La reforma de ART rescata un sistema al borde del colapso con cambios inteligentes

 

La reforma de ART rescata un sistema al borde del colapso con cambios inteligentes

El decreto de necesidad y urgencia (DNU) 54/2017 aprobó una importante reforma al régimen general de la Ley de Riesgos del Trabajo (LRT), con una serie de cambios inteligentes, que con el tiempo, pueden rescatar el subsistema, que ya estaba al borde del colapso. La norma, escrita con prolijidad y mucho cuidado, y en rigor, se sustenta en 7 pilares, a saber:

1. La creación de un procedimiento de conciliación obligatoria previa: es un proceso similar al SECLO, pero que se organiza en el ámbito de las Comisiones Médicas, con un departamento especial de homologaciones, a fin de canalizar la vía transaccional, de conformidad con el art. 15 (LCT) sujeto a la homologación administrativa, en la medida que se hayan satisfecho razonablemente los derechos de las partes. Esta homologación le confiere el efecto de res iudicata, o sea, cosa juzgada administrativa que hace irrevisable lo acordado, salvo casos excepcionales de nulidad.
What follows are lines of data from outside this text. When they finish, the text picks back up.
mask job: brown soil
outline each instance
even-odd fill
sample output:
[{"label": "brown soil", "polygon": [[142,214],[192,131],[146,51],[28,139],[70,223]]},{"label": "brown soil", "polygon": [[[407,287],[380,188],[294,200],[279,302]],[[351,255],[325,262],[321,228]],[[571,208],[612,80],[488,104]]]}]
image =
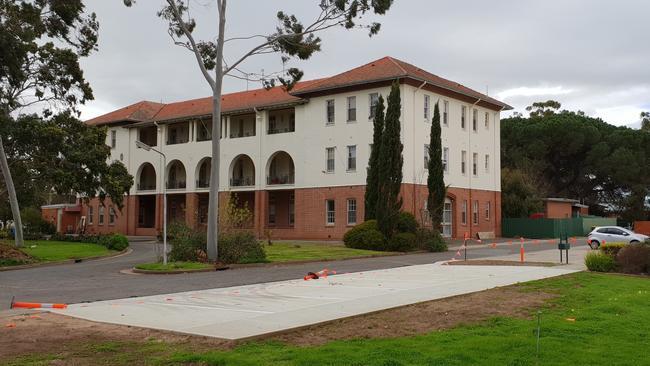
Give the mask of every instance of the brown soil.
[{"label": "brown soil", "polygon": [[[308,326],[265,340],[309,346],[342,339],[425,334],[494,316],[528,317],[533,309],[553,297],[545,292],[521,291],[517,286],[502,287]],[[152,341],[167,345],[165,353],[230,349],[236,344],[223,339],[95,323],[51,313],[0,315],[0,363],[18,356],[55,354],[57,360],[52,364],[88,364],[98,357],[92,346],[118,342],[122,353],[139,354],[139,345]],[[139,354],[136,357],[138,363],[148,356]]]},{"label": "brown soil", "polygon": [[[15,261],[17,263],[31,263],[32,257],[23,251],[14,248],[12,245],[0,242],[0,262],[2,261]],[[0,265],[1,267],[2,265]]]},{"label": "brown soil", "polygon": [[549,262],[518,262],[518,261],[502,261],[491,259],[477,259],[469,261],[452,261],[447,262],[451,266],[533,266],[533,267],[553,267],[555,263]]}]

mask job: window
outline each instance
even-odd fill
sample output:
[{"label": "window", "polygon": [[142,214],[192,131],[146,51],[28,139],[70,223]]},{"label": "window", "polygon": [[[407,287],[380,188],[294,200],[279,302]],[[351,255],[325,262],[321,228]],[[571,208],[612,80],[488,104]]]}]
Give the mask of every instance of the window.
[{"label": "window", "polygon": [[451,237],[452,225],[452,211],[451,201],[447,198],[442,210],[442,235],[449,238]]},{"label": "window", "polygon": [[111,149],[117,146],[117,131],[111,131]]},{"label": "window", "polygon": [[278,122],[275,116],[269,116],[269,135],[277,133]]},{"label": "window", "polygon": [[275,195],[269,196],[269,224],[275,225]]},{"label": "window", "polygon": [[327,225],[334,225],[336,222],[336,209],[334,205],[334,200],[325,201],[325,216]]},{"label": "window", "polygon": [[354,198],[348,199],[348,225],[356,225],[357,223],[357,200]]},{"label": "window", "polygon": [[327,152],[327,172],[334,173],[334,148],[328,147],[325,150]]},{"label": "window", "polygon": [[296,223],[296,195],[289,193],[289,225],[293,226]]},{"label": "window", "polygon": [[478,109],[472,110],[472,130],[474,132],[478,131]]},{"label": "window", "polygon": [[99,206],[99,225],[104,225],[104,206]]},{"label": "window", "polygon": [[428,95],[424,96],[424,120],[429,120],[429,104],[431,103],[431,97]]},{"label": "window", "polygon": [[460,223],[467,225],[467,200],[463,201],[463,205],[460,208]]},{"label": "window", "polygon": [[465,150],[461,151],[460,156],[461,156],[461,159],[460,159],[461,160],[460,161],[460,172],[462,174],[465,174],[465,169],[466,169],[466,166],[467,166],[467,151],[465,151]]},{"label": "window", "polygon": [[108,209],[108,224],[115,225],[115,209],[113,207]]},{"label": "window", "polygon": [[465,129],[465,121],[467,119],[467,107],[462,106],[460,110],[460,128]]},{"label": "window", "polygon": [[357,170],[357,145],[348,146],[348,171]]},{"label": "window", "polygon": [[478,225],[478,201],[474,201],[472,205],[472,223]]},{"label": "window", "polygon": [[490,114],[488,112],[485,112],[485,129],[490,128]]},{"label": "window", "polygon": [[491,206],[492,206],[492,202],[487,201],[485,203],[485,219],[488,220],[488,221],[490,220],[490,211],[492,209]]},{"label": "window", "polygon": [[449,102],[442,102],[442,124],[445,126],[449,125]]},{"label": "window", "polygon": [[449,172],[449,148],[442,148],[442,171]]},{"label": "window", "polygon": [[375,112],[377,112],[377,103],[379,103],[379,93],[370,94],[370,117],[375,118]]},{"label": "window", "polygon": [[485,172],[490,172],[490,155],[485,155]]},{"label": "window", "polygon": [[357,97],[348,97],[348,122],[357,120]]},{"label": "window", "polygon": [[424,144],[424,169],[429,169],[429,145]]},{"label": "window", "polygon": [[472,174],[478,175],[478,154],[472,154]]},{"label": "window", "polygon": [[334,124],[334,99],[327,101],[327,124]]},{"label": "window", "polygon": [[93,216],[95,216],[95,208],[93,206],[88,206],[88,225],[93,224]]}]

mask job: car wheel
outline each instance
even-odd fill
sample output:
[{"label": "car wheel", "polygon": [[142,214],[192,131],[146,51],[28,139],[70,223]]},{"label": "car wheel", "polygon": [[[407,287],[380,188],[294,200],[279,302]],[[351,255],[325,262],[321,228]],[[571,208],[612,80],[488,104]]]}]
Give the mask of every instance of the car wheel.
[{"label": "car wheel", "polygon": [[596,250],[600,247],[600,242],[598,240],[591,239],[589,241],[589,247],[593,250]]},{"label": "car wheel", "polygon": [[640,242],[638,240],[632,240],[630,241],[630,244],[639,244]]}]

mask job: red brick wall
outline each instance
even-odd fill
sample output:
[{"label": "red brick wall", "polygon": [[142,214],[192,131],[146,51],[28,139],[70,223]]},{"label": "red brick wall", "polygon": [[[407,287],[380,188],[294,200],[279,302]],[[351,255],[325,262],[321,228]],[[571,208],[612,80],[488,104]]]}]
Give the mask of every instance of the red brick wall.
[{"label": "red brick wall", "polygon": [[547,219],[565,219],[571,217],[572,204],[570,202],[546,201]]},{"label": "red brick wall", "polygon": [[650,235],[650,221],[635,221],[634,232],[643,235]]}]

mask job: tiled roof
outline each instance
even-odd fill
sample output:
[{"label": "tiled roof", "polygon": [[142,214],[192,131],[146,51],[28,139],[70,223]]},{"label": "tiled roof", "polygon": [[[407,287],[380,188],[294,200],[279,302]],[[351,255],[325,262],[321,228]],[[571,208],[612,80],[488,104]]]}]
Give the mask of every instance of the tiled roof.
[{"label": "tiled roof", "polygon": [[117,122],[143,122],[147,121],[160,111],[164,106],[161,103],[142,101],[131,104],[128,107],[120,108],[116,111],[106,113],[86,121],[91,126],[101,126]]},{"label": "tiled roof", "polygon": [[[439,88],[460,93],[471,98],[481,99],[483,102],[492,104],[499,108],[511,109],[507,104],[474,91],[466,86],[443,79],[404,61],[392,57],[384,57],[332,77],[299,82],[290,93],[287,93],[283,87],[278,86],[269,90],[255,89],[223,94],[222,112],[243,112],[254,108],[297,103],[303,100],[302,96],[306,96],[310,93],[397,78],[411,78],[417,81],[426,81]],[[170,121],[182,118],[208,116],[211,114],[212,97],[168,104],[142,101],[93,118],[86,123],[90,125],[103,125],[118,122]]]}]

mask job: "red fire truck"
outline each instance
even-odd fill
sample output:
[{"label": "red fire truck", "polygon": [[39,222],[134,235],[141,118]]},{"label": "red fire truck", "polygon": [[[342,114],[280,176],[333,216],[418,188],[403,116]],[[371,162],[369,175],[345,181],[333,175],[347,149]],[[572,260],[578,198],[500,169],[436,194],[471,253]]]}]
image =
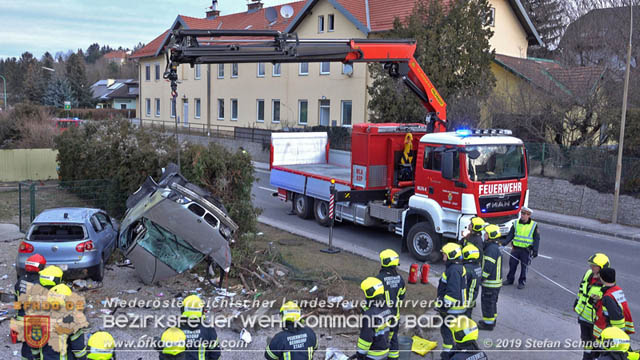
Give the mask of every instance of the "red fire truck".
[{"label": "red fire truck", "polygon": [[331,150],[326,133],[272,134],[270,182],[302,218],[329,224],[334,180],[337,221],[383,226],[416,259],[437,261],[442,243],[459,239],[472,217],[506,233],[528,202],[522,141],[509,130],[447,132],[446,104],[413,57],[415,41],[229,30],[175,30],[173,40],[165,78],[174,96],[180,63],[341,61],[383,63],[420,98],[424,124],[354,125],[351,152]]}]

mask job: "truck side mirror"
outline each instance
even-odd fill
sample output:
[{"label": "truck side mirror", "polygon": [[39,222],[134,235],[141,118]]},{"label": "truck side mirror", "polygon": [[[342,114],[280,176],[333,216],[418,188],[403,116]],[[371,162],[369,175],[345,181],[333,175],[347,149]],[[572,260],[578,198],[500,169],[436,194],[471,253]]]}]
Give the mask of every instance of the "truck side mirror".
[{"label": "truck side mirror", "polygon": [[453,151],[442,153],[442,177],[453,179]]}]

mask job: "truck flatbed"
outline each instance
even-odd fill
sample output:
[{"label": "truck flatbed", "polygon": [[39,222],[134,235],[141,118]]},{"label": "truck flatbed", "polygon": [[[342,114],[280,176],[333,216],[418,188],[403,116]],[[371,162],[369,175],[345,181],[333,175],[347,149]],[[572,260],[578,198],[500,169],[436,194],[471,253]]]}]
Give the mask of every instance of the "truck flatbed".
[{"label": "truck flatbed", "polygon": [[334,164],[296,164],[296,165],[279,165],[274,168],[301,174],[306,176],[314,176],[322,180],[336,179],[336,182],[348,185],[351,182],[351,169],[344,166]]}]

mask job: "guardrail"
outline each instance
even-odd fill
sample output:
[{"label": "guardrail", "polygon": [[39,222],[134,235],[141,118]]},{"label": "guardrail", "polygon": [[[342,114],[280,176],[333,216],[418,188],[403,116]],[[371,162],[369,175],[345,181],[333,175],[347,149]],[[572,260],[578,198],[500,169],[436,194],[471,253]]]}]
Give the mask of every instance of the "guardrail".
[{"label": "guardrail", "polygon": [[[133,125],[140,127],[151,127],[159,129],[163,132],[173,133],[176,131],[175,121],[165,120],[147,120],[147,119],[130,119]],[[221,124],[201,124],[201,123],[180,123],[178,124],[178,133],[186,135],[216,137],[222,139],[245,140],[257,143],[270,143],[271,130],[237,127]]]}]

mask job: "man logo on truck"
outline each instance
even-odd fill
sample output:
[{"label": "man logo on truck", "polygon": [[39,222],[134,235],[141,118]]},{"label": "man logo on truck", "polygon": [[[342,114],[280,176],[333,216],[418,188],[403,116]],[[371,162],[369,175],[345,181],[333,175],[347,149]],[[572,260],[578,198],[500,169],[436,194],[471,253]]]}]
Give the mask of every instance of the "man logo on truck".
[{"label": "man logo on truck", "polygon": [[488,184],[479,186],[479,195],[509,194],[522,191],[522,183]]}]

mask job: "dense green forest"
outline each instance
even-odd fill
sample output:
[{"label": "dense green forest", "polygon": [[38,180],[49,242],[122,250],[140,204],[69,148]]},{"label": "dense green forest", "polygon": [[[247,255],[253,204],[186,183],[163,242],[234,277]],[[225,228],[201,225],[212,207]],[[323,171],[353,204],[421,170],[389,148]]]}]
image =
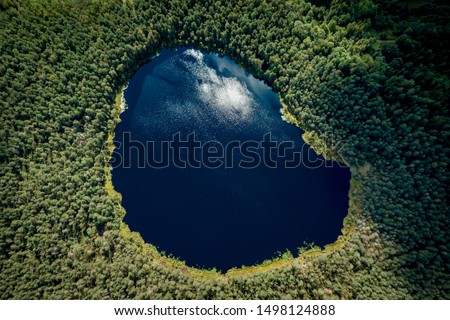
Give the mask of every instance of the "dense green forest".
[{"label": "dense green forest", "polygon": [[[446,1],[0,0],[2,299],[450,298]],[[342,236],[225,275],[162,256],[110,182],[117,95],[162,48],[232,57],[319,152]],[[327,157],[338,157],[333,152]]]}]

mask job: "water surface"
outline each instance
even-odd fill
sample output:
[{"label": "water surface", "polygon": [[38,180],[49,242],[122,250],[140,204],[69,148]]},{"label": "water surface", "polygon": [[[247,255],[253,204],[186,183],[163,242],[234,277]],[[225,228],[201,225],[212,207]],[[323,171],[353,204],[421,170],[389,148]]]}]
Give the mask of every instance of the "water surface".
[{"label": "water surface", "polygon": [[[115,130],[116,144],[124,142],[124,133],[134,141],[155,141],[156,159],[162,151],[158,142],[177,133],[183,140],[195,133],[201,142],[224,146],[262,141],[270,133],[277,142],[295,141],[287,155],[303,151],[321,159],[304,146],[300,129],[281,120],[277,95],[226,57],[164,50],[136,72],[124,94],[128,109]],[[127,142],[126,152],[123,147],[115,151],[113,164],[122,160],[122,165],[112,175],[123,196],[124,221],[146,242],[190,266],[225,271],[286,249],[297,254],[304,242],[332,243],[340,234],[348,210],[348,168],[286,169],[277,157],[277,168],[263,162],[239,168],[249,158],[236,151],[228,161],[232,168],[138,168],[139,147],[135,142]],[[262,150],[253,151],[262,157]]]}]

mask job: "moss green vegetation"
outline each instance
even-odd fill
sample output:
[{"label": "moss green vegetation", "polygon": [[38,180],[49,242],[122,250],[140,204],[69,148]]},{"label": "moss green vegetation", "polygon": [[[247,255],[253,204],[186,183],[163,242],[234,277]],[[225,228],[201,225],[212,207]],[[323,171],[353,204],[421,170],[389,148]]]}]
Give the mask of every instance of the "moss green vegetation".
[{"label": "moss green vegetation", "polygon": [[[450,298],[449,6],[316,3],[0,1],[0,297]],[[335,244],[221,275],[123,225],[116,95],[181,45],[265,79],[313,145],[347,141]]]}]

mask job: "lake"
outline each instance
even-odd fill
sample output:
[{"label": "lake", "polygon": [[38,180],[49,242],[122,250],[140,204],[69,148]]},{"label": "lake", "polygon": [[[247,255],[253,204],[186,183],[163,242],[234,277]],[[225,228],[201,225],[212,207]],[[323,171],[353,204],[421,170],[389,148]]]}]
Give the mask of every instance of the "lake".
[{"label": "lake", "polygon": [[231,59],[164,50],[124,97],[112,178],[147,243],[226,271],[340,235],[350,170],[317,156],[271,88]]}]

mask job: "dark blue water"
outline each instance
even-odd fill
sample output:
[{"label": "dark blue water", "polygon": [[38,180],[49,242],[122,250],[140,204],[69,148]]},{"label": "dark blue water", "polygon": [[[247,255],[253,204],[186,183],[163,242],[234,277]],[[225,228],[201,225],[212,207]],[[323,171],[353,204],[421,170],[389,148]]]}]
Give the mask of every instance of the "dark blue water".
[{"label": "dark blue water", "polygon": [[[304,145],[301,130],[282,121],[276,94],[230,59],[165,50],[137,71],[125,99],[113,183],[123,196],[125,222],[146,242],[190,266],[225,271],[286,249],[296,255],[304,242],[337,239],[348,210],[349,169],[308,168],[323,159]],[[210,141],[218,153],[200,168],[194,161],[181,168],[206,155],[193,149],[197,142],[176,155],[161,144],[177,133],[181,140],[195,134],[200,144]],[[267,133],[272,142],[259,144]],[[144,148],[137,141],[150,143]],[[227,149],[230,141],[247,149]],[[269,149],[283,141],[294,141],[293,149]],[[168,166],[156,168],[166,150]],[[286,168],[300,152],[310,161]]]}]

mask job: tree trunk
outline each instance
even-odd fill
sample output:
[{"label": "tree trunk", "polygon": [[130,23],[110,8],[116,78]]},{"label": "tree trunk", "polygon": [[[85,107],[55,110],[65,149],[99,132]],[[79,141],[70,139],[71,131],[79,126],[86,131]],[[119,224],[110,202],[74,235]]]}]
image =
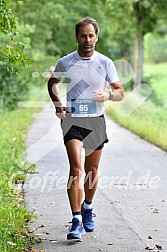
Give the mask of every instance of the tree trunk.
[{"label": "tree trunk", "polygon": [[143,34],[139,30],[136,34],[135,44],[135,80],[134,87],[142,83],[143,79]]},{"label": "tree trunk", "polygon": [[142,83],[143,79],[143,63],[144,63],[144,50],[143,50],[143,19],[141,15],[140,8],[141,1],[139,0],[135,7],[136,11],[136,41],[135,41],[135,77],[134,77],[134,87],[137,87]]}]

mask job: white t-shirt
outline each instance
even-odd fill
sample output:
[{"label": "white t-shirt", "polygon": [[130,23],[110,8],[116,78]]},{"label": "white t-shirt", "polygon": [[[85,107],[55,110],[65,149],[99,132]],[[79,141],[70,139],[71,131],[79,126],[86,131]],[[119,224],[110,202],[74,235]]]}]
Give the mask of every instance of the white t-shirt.
[{"label": "white t-shirt", "polygon": [[89,58],[80,57],[77,51],[64,56],[56,64],[53,77],[58,80],[67,78],[69,112],[74,116],[90,117],[104,113],[104,103],[92,101],[93,92],[105,91],[107,83],[119,81],[113,61],[97,51]]}]

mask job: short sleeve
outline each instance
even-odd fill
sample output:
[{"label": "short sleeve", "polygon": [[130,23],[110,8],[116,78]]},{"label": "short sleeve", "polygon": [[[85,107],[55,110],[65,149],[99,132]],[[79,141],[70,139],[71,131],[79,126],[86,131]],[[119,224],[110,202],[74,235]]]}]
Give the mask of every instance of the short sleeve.
[{"label": "short sleeve", "polygon": [[112,60],[107,62],[107,76],[106,81],[109,84],[119,81],[118,74],[114,62]]},{"label": "short sleeve", "polygon": [[64,76],[64,67],[62,60],[60,59],[55,66],[55,70],[53,71],[52,77],[61,80],[63,76]]}]

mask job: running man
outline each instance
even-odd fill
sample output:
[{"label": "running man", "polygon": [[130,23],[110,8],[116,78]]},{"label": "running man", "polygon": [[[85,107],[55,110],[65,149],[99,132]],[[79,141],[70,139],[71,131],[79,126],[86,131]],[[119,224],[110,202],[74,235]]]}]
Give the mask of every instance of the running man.
[{"label": "running man", "polygon": [[[98,184],[102,149],[108,142],[104,102],[121,101],[124,97],[113,61],[95,51],[98,32],[98,24],[93,18],[79,20],[75,25],[77,50],[58,61],[48,81],[56,116],[61,119],[70,166],[67,193],[73,218],[68,240],[80,239],[85,231],[94,230],[92,201]],[[67,86],[65,104],[58,87],[62,78]],[[107,85],[110,85],[110,91],[106,90]],[[85,149],[84,185],[81,183],[82,148]]]}]

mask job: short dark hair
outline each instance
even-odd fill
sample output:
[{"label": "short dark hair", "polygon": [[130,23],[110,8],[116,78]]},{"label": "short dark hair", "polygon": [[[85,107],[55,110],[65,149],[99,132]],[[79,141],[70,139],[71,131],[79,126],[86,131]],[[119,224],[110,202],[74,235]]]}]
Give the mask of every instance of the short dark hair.
[{"label": "short dark hair", "polygon": [[96,35],[98,34],[99,32],[99,26],[98,26],[98,23],[96,22],[95,19],[91,18],[91,17],[84,17],[82,18],[81,20],[79,20],[76,24],[75,24],[75,35],[77,36],[78,33],[79,33],[79,28],[81,26],[84,26],[84,25],[88,25],[88,24],[92,24],[94,29],[95,29],[95,33]]}]

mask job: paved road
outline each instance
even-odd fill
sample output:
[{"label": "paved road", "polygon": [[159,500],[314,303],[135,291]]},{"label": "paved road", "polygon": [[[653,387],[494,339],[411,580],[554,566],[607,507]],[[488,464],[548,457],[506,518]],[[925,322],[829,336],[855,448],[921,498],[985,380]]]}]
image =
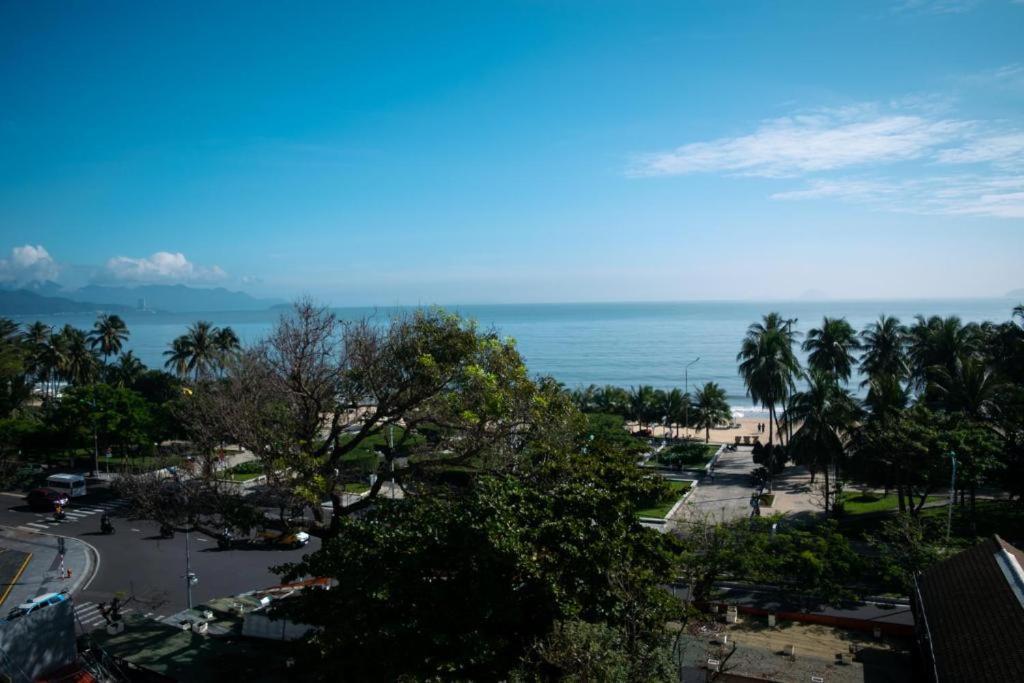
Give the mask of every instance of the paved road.
[{"label": "paved road", "polygon": [[[113,535],[100,533],[103,512],[111,516],[116,529]],[[67,516],[56,522],[52,514],[29,510],[20,496],[0,494],[0,525],[71,536],[97,550],[97,572],[75,596],[83,629],[102,625],[98,604],[114,596],[122,600],[125,613],[162,618],[185,609],[185,534],[161,539],[156,524],[129,519],[126,502],[100,487],[92,487],[88,496],[74,499]],[[190,534],[189,540],[192,571],[199,578],[192,588],[193,604],[280,583],[270,567],[295,562],[320,544],[319,539],[312,538],[308,546],[298,550],[222,551],[217,549],[216,541],[203,534]]]},{"label": "paved road", "polygon": [[673,520],[710,517],[729,521],[749,517],[750,496],[754,493],[750,472],[756,467],[750,448],[723,451],[715,464],[714,477],[701,479]]}]

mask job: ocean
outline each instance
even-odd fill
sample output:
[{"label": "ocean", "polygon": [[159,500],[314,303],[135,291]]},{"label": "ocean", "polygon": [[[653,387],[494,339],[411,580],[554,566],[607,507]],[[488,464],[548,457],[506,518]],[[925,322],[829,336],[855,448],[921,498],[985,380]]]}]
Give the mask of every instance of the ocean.
[{"label": "ocean", "polygon": [[[531,373],[551,375],[569,388],[588,384],[624,387],[651,384],[684,388],[713,381],[729,395],[734,408],[750,410],[736,372],[736,353],[747,326],[769,311],[796,318],[806,332],[825,315],[845,316],[862,329],[885,313],[912,322],[917,314],[958,315],[965,322],[1005,321],[1015,304],[1011,299],[912,301],[794,301],[794,302],[679,302],[610,304],[504,304],[447,306],[481,326],[515,339]],[[348,320],[374,316],[386,320],[388,308],[338,308]],[[163,352],[196,320],[231,326],[243,343],[267,335],[281,311],[218,313],[135,313],[123,315],[131,337],[126,348],[150,367],[163,366]],[[88,329],[95,317],[87,314],[15,316],[18,322],[43,320],[55,327],[67,323]],[[856,380],[851,382],[856,387]]]}]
2. La enunciación de una serie de restricciones para asegurar la intangibilidad de las prestaciones dinerarias del beneficiario: nuevo sistema de cálculo y de actualización del valor mensual del salario base, se garantiza la gratuidad del trabajador, se prohíbe el pacto de cuota litis en las acciones judiciales de la LRT, entre otras medidas.

3. La determinación de una serie de cambios en materia de honorarios: las medidas de prueba son gratuitas para el trabajador, los honorarios de los abogados son a cargo de la ART, los peritos no cobrarán en relación al monto del pleito sino al mérito de la tarea realizada, intervendrán los integrantes del Cuerpo Médico Forense, o en su caso, peritos inscriptos ad hoc que expresamente acepten la forma de liquidar los honorarios enunciados en el DNU.

4. La adhesión de las provincias al régimen: como se trata de normas procesales resorte legislativo exclusivo de cada jurisdicción (atribuciones no delegadas en el Parlamento Nacional), cada provincia debe adherir expresamente al sistema, o su símil, o sea dictar las normas procesales en la misma dirección que lo que ofrece el DNU.

5. La formulación de un plan urgente de prevención: atribución delegada en el Comité Consultivo Permanente de la LRT.

6. La creación del autoseguro público provincial: a fin de que cada provincia administre el sistema por vía del autoseguro sin estar vinculado a una ART privada.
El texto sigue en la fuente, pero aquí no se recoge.